Durch die Individualisierung haben es diese Parteien heute schwer, weil sich ihre klassischen Milieus in Submilieus zerlegen. Und weil es keine Anrufung mehr an den Einzelnen gibt, Teil einer gemeinsamen sozialen Bewegung zu sein. So richtet sich diese Anrufung nur mehr an den Einzelnen als Individuum: Sei ein Individuum, schließ dich nirgendwo an und mach dein Ding. Andreas Reckwitz nennt das die »Gesellschaft der Singularitäten«, aus der eine »Krise des Allgemeinen« folgt, die aber, wie ich hinzufügen würde, natürlich auch die Einzelnen überfordert. Wir wollen alle zusammen nicht jeden Tag einen Kampf aller gegen alle, bei dem wir nur auf uns gestellt sind, nicht eingebettet in soziale Verflechtungen und nicht gestützt von den Fäden des Gemeinsamen. Die andere Geschichte ist, dass die Sozialdemokraten politisch immense Fehler gemacht haben. Ihre Pragmatisierung hat dazu geführt, dass ein Denken über das Aktuelle hinaus plötzlich als blauäugig utopisch dargestellt wird. Jede Ambition ist aus den Wahlprogrammen der Sozialdemokraten und Mitte-links-Parteien verschwunden. Sie haben sich auch allein optisch dem restlichen politischen Milieu angepasst. Das erweckt den Eindruck, dass auch sie Teil der globalen Superklasse und ökonomischen Macht geworden sind. Wenn die politische Linke aber in Zeiten eines wild gewordenen globalisierten Kapitalismus den Eindruck erweckt, dass man den Kapitalismus eh nicht zähmen kann und sie eigentlich selbst gerne Teil der ökonomischen Supermacht werden will, dann verliert sie jede Glaubwürdigkeit.

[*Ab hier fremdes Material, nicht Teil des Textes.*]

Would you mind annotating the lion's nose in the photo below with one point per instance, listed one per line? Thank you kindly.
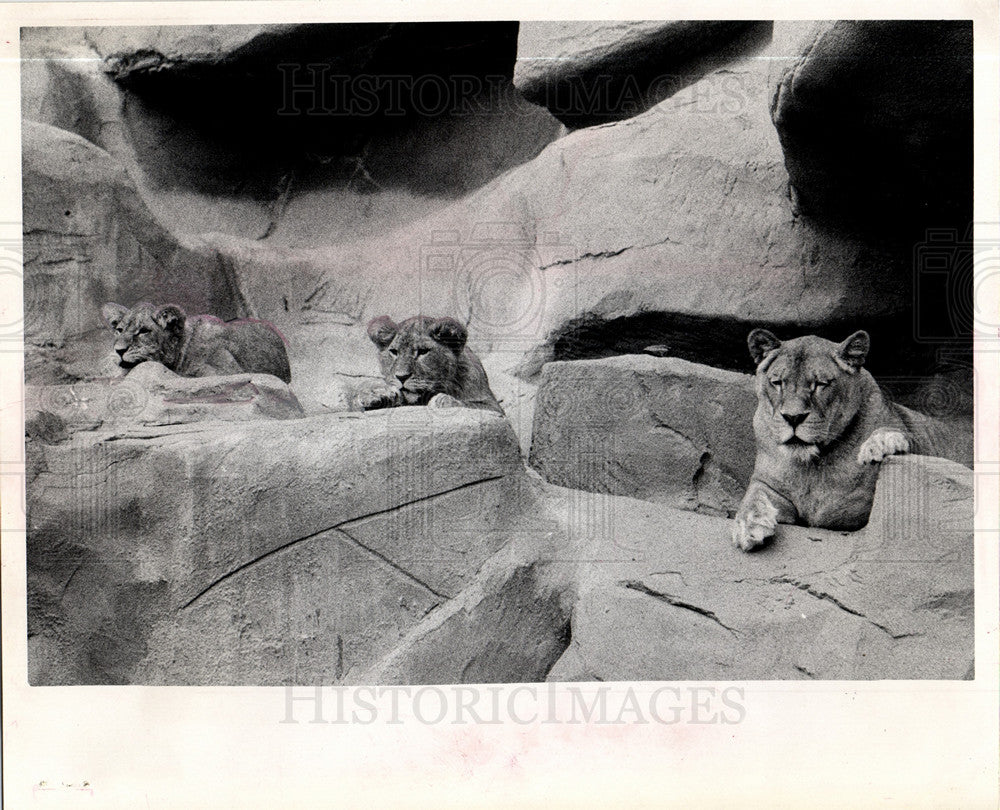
(794, 419)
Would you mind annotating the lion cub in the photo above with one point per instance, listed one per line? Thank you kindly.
(822, 426)
(425, 362)
(197, 345)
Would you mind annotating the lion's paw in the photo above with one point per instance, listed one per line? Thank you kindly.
(381, 396)
(444, 401)
(882, 443)
(755, 522)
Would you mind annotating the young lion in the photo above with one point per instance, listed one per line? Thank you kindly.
(822, 426)
(195, 346)
(425, 362)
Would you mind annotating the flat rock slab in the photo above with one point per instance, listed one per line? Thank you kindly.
(153, 395)
(665, 595)
(661, 429)
(206, 554)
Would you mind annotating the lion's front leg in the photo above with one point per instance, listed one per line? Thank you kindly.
(759, 514)
(380, 396)
(883, 442)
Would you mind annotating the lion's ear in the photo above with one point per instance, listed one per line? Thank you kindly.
(760, 342)
(170, 318)
(381, 331)
(854, 350)
(450, 333)
(113, 313)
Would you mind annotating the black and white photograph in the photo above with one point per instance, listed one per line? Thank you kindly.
(444, 353)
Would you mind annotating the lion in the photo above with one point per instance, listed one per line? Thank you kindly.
(425, 362)
(196, 345)
(823, 426)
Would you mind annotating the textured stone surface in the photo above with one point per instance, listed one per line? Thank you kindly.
(588, 72)
(875, 119)
(153, 395)
(89, 239)
(191, 112)
(153, 556)
(660, 429)
(510, 626)
(542, 261)
(894, 600)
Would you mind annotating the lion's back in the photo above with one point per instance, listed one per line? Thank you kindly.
(256, 346)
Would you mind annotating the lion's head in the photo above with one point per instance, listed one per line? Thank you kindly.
(146, 332)
(421, 356)
(808, 389)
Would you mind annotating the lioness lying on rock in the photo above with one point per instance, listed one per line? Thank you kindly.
(195, 346)
(425, 362)
(822, 426)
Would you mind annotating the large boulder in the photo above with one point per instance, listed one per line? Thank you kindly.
(542, 260)
(672, 227)
(297, 134)
(875, 119)
(672, 599)
(589, 72)
(660, 429)
(89, 239)
(257, 553)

In aktuellen gesellschaftlichen Debatten dominieren identitätspolitische Argumentationen. Auf der politisch konservativen und rechten Seite kreisen die Obsessionen um nationale Identität – wer gehört zum Land dazu und wer nicht? Im linken Lager ist der Diskurs beherrscht von Fragen der Identity Politics. Geschlechtergerechtigkeit, Gender-Theorien, ethnische Beziehungen. Viele Kritiker sagen nun, über die Subjektivität betreffende Fragen dürfe man universalistische Anliegen wie allgemeine Gerechtigkeit nicht aus den Augen verlieren. Spielt diese Argumentation Identitätspolitik und Universalismus unzulässig gegeneinander aus?

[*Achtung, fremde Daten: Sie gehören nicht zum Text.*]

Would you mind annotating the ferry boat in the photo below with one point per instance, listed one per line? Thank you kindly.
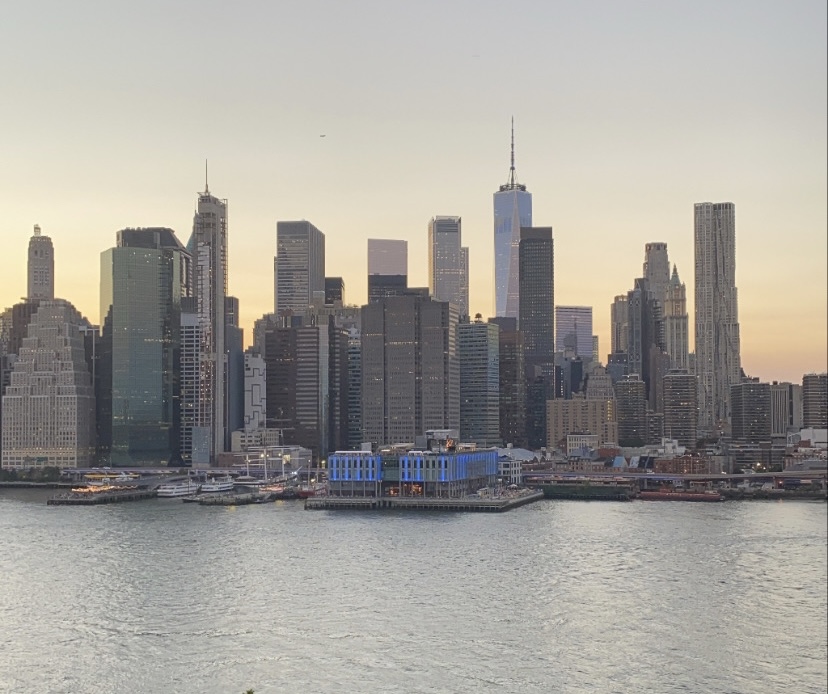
(218, 484)
(181, 488)
(679, 495)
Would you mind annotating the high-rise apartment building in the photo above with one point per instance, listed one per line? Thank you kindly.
(645, 347)
(657, 269)
(581, 416)
(41, 267)
(387, 257)
(751, 402)
(631, 399)
(537, 294)
(479, 356)
(209, 251)
(297, 365)
(573, 330)
(599, 385)
(299, 267)
(255, 390)
(681, 413)
(537, 323)
(334, 290)
(676, 339)
(718, 361)
(448, 262)
(387, 268)
(410, 372)
(49, 405)
(815, 401)
(619, 324)
(786, 408)
(512, 210)
(512, 399)
(143, 281)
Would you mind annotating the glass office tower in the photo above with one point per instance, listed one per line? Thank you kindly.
(512, 210)
(143, 280)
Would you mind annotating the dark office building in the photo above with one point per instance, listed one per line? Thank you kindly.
(631, 401)
(143, 281)
(681, 410)
(750, 411)
(512, 383)
(334, 290)
(537, 323)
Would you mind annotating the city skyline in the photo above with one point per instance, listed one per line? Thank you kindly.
(616, 146)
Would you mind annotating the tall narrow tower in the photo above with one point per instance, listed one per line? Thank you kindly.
(512, 210)
(657, 270)
(447, 263)
(300, 266)
(718, 363)
(208, 247)
(41, 276)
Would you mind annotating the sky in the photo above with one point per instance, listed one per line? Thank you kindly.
(626, 114)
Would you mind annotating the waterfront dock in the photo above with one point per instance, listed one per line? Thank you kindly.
(113, 496)
(494, 504)
(234, 499)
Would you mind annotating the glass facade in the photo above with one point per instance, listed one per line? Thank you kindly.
(143, 281)
(512, 210)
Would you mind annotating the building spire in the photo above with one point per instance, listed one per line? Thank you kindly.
(511, 183)
(512, 167)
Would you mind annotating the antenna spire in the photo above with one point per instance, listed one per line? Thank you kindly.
(512, 167)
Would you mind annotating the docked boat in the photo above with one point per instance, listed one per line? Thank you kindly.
(311, 490)
(249, 482)
(674, 495)
(217, 484)
(181, 488)
(587, 489)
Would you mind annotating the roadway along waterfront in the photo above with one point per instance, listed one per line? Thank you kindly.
(559, 596)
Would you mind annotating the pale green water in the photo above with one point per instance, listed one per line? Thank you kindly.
(160, 596)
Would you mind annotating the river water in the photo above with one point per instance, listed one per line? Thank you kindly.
(160, 596)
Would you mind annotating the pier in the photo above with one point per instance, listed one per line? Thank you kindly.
(394, 503)
(114, 496)
(235, 499)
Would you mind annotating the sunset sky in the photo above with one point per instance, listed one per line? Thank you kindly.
(626, 114)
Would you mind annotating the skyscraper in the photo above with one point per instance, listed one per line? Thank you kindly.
(573, 330)
(410, 372)
(718, 362)
(387, 257)
(681, 413)
(512, 368)
(676, 340)
(479, 351)
(786, 408)
(537, 323)
(619, 324)
(299, 266)
(49, 406)
(657, 269)
(209, 251)
(751, 401)
(143, 280)
(645, 347)
(512, 210)
(815, 401)
(41, 267)
(631, 398)
(447, 263)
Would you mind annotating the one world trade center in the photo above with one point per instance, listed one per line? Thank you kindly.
(513, 210)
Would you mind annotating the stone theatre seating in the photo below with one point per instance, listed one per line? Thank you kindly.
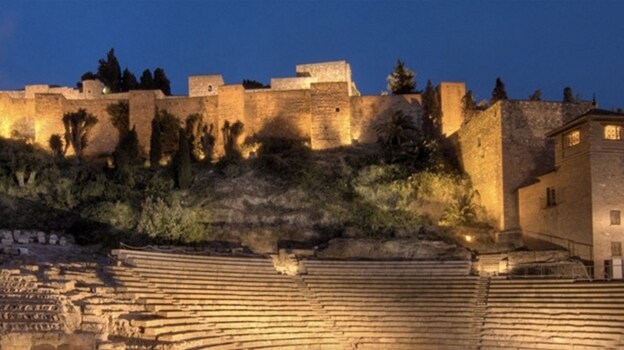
(26, 306)
(554, 314)
(214, 302)
(398, 305)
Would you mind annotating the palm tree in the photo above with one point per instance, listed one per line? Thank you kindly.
(77, 127)
(397, 129)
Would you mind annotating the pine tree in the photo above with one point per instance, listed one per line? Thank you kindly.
(146, 82)
(499, 92)
(431, 123)
(109, 72)
(568, 96)
(184, 176)
(128, 81)
(401, 80)
(161, 82)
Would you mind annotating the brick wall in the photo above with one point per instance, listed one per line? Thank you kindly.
(331, 111)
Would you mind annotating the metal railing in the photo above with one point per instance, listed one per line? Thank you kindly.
(580, 249)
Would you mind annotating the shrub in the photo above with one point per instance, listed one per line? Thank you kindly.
(169, 221)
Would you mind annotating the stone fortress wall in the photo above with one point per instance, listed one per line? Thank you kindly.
(321, 105)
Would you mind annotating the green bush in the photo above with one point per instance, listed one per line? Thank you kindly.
(170, 221)
(120, 215)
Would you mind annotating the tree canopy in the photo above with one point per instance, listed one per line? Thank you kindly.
(402, 80)
(499, 92)
(568, 96)
(110, 74)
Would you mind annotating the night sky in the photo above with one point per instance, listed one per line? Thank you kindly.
(530, 45)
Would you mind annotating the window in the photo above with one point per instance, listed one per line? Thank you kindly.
(550, 197)
(573, 138)
(615, 217)
(613, 132)
(616, 248)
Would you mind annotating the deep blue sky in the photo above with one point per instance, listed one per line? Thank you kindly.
(530, 45)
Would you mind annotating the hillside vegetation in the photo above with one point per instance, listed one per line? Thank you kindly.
(287, 193)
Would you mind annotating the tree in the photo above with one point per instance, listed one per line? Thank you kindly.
(468, 102)
(254, 84)
(194, 130)
(499, 92)
(164, 140)
(161, 82)
(231, 134)
(184, 176)
(432, 119)
(568, 95)
(56, 145)
(128, 81)
(125, 155)
(400, 138)
(109, 72)
(77, 127)
(146, 82)
(401, 80)
(120, 117)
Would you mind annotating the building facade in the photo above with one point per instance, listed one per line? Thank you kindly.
(578, 204)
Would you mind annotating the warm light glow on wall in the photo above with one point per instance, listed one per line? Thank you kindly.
(4, 129)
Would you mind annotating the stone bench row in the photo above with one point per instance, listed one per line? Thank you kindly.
(199, 267)
(10, 237)
(123, 254)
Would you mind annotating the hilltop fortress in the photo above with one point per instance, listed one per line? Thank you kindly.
(508, 150)
(321, 104)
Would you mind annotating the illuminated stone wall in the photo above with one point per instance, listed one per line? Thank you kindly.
(451, 95)
(504, 148)
(331, 111)
(607, 187)
(321, 105)
(480, 153)
(204, 85)
(278, 113)
(368, 111)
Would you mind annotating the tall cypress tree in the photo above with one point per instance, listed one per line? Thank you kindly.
(128, 81)
(401, 80)
(499, 92)
(146, 81)
(568, 96)
(161, 81)
(109, 72)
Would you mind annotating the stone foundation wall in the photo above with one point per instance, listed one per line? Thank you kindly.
(331, 111)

Ganz gewiss ist das eine unsägliche Dichotomie. Sigmar Gabriel hat die These aufgestellt, dass die Sozialdemokratien zu »postmodern« geworden seien, also sich zu viel um Feminismus und Schwulenrechte gekümmert haben und zu wenig um den ausgebeuteten Postzusteller, die Verkäuferin oder den Kohlegrubenarbeiter. Meine Antwort darauf: Vergesst diesen Unfug. Sozialdemokratien oder Linksparteien, die glaubwürdig sind, sind in beiden Milieus glaubwürdig, in den liberal-urbanen und in den (post-) proletarischen, und wenn sie unglaubwürdig sind, sind sie es auch in beiden. Außerdem, was soll das denn heißen? Dass man wichtige Kämpfe um Rechte von Einzelnen nicht führt, nur um irgendjemanden nicht zu verschrecken? Es ist doch absurd. Die Antwort der Linken muss immer sein: Wir gewinnen diesen Kampf gemeinsam, oder wir verlieren ihn auch gemeinsam. Übrigens ist mir auch noch kein Stahlarbeiter untergekommen, der findet, dass sich die sozialdemokratischen Parteien zu sehr um die Rechte von Schwulen oder Transpersonen engagieren, und der jetzt nicht mehr links wählt, weil die Linken sich für eine dritte Toilette für Transgenderpersonen einsetzen. Keiner würde sagen: Ich wähle euch nicht mehr, weil ihr euch für diese Dinge einsetzt. Er würde allenfalls sagen: Ich wähle euch nicht mehr, weil ihr euch nur mehr für diese Dinge einsetzt, aber für mich interessiert ihr euch nicht einmal. Und das ist doch etwas erheblich anderes.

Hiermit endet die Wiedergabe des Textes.